Il futuro dei server Microsoft potrebbe presto esser sott’acqua. Un’affermazione che ha quantomeno del pittoresco, ma che invero rispecchia appieno le strategie e gli sforzi dell’azienda di Redmond, alle prese con un prototipo di un centro dati indipendente in grado di operare a centinaia di piedi sotto il livello del mare. L’obiettivo di fondo perseguito da Microsoft è quello di bloccare all’origine il non trascurabile calore generato dai server, così da ridurre al minimo ogni possibile loro impantanamento, certamente pregiudizievole per l’oramai affollata vita di Internet, imperniata di dati, mail, video in streaming e social network. Quale miglior idea dunque se non quella di posizionare i server Microsoft nelle fredde acque dell’oceano, magari di concerto ad una turbina od a qualche congegno capace di produrre e ad alimentare al tempo stesso il fabbisogno di energia.
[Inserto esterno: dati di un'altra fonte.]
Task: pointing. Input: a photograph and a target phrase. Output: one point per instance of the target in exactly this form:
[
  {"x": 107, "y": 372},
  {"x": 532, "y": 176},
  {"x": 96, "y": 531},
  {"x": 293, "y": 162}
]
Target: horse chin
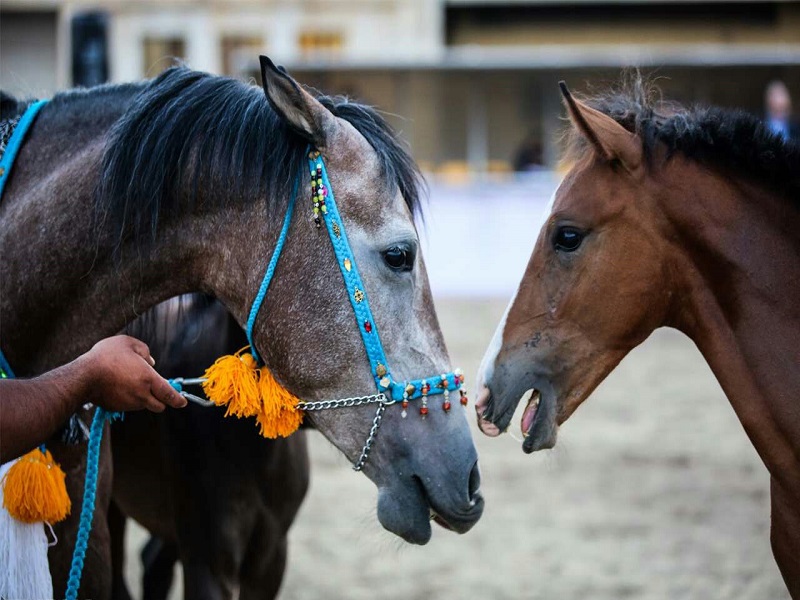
[{"x": 538, "y": 424}]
La strategia di Microsoft prende il nome in codice di “Natick”, probabilmente curiosa a primo acchitto sebbene non l’unica in questa sfida del cloud: Facebook, ad esempio, ha costruito un datacenter a Lulea, in Svezia, mentre Google impiega l’acqua fredda del golfo di Finlandia per raffreddare il proprio server, collocato ad Hamina. Nel caso di Microsoft, tuttavia, l’intento sembra esser ancor più complicato ed affascinante, vista la collocazione dei propri datacenter dentro l’acqua. Per far questo, il colosso di Redmond ha addirittura rispolverato un personaggio tipico di Halo: Leona Philpot, che nel caso specifico rappresenta una capsula sigillata contenente alcuni server, installata ad un kilometro dalla costa sull’Oceano Pacifico; i lavori hanno assunto un ritmo sostenuto nel 2014, concludendosi alla fine dell’anno di riferimento.
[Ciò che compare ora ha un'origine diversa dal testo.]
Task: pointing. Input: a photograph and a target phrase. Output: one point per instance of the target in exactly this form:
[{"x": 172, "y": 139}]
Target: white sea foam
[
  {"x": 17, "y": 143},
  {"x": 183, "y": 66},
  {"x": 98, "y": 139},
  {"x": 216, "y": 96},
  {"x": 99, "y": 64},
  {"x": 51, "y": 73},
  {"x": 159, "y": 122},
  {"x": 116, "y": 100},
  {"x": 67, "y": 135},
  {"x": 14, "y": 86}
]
Microsoft tiene a precisare che la sua struttura (che dovrebbe restare in vita per un arco temporale di 20 anni, per poi esser riciclata) non porterà complicazioni nell’ambiente, allorché ha zero emissioni, non produce scorie e non surriscalda le acque. Project Natick è ancora nella fase di test, indi per cui bisognerà attender nuovi riscontri prima di capire la fattibilità di un suo impiego: collocare ad ogni modo i server Microsoft sott’acqua permetterebbe, secondo il pensiero di Redmond, di ridurre la latenza e di servire in modo efficace tutte le persone che vivono entro 200 kilometri dagli oceani, una fetta cospicua della popolazione mondiale a detta di Microsoft.
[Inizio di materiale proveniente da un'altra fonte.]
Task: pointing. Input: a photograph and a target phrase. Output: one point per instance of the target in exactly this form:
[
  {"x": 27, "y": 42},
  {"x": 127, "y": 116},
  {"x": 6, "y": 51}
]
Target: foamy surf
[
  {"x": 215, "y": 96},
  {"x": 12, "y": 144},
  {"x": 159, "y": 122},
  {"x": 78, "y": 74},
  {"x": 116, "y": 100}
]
Con Natick, l’azienda vorrebbe altresì dimezzare il tempo di costruzione di nuovi datacenter, condensando l’ingente periodo di due anni in soli 90 giorni. Una idea radicale, quella snocciolata da Microsoft, che potrebbe però trovare ostacolo da parte degli attenti all’ambiente, malgrado le rassicurazioni di sorta. Ma la vera sfida è programmata per l’anno prossimo, allorquando in “quel” di Redmond si brinderá ad un nuovo epilogo del suo “sfruculiante” progetto, che gli ingegneri Microsoft hanno annunciato, dalle pagine del New York Times, esser tre volte più grande del primo datacenter sottomarino.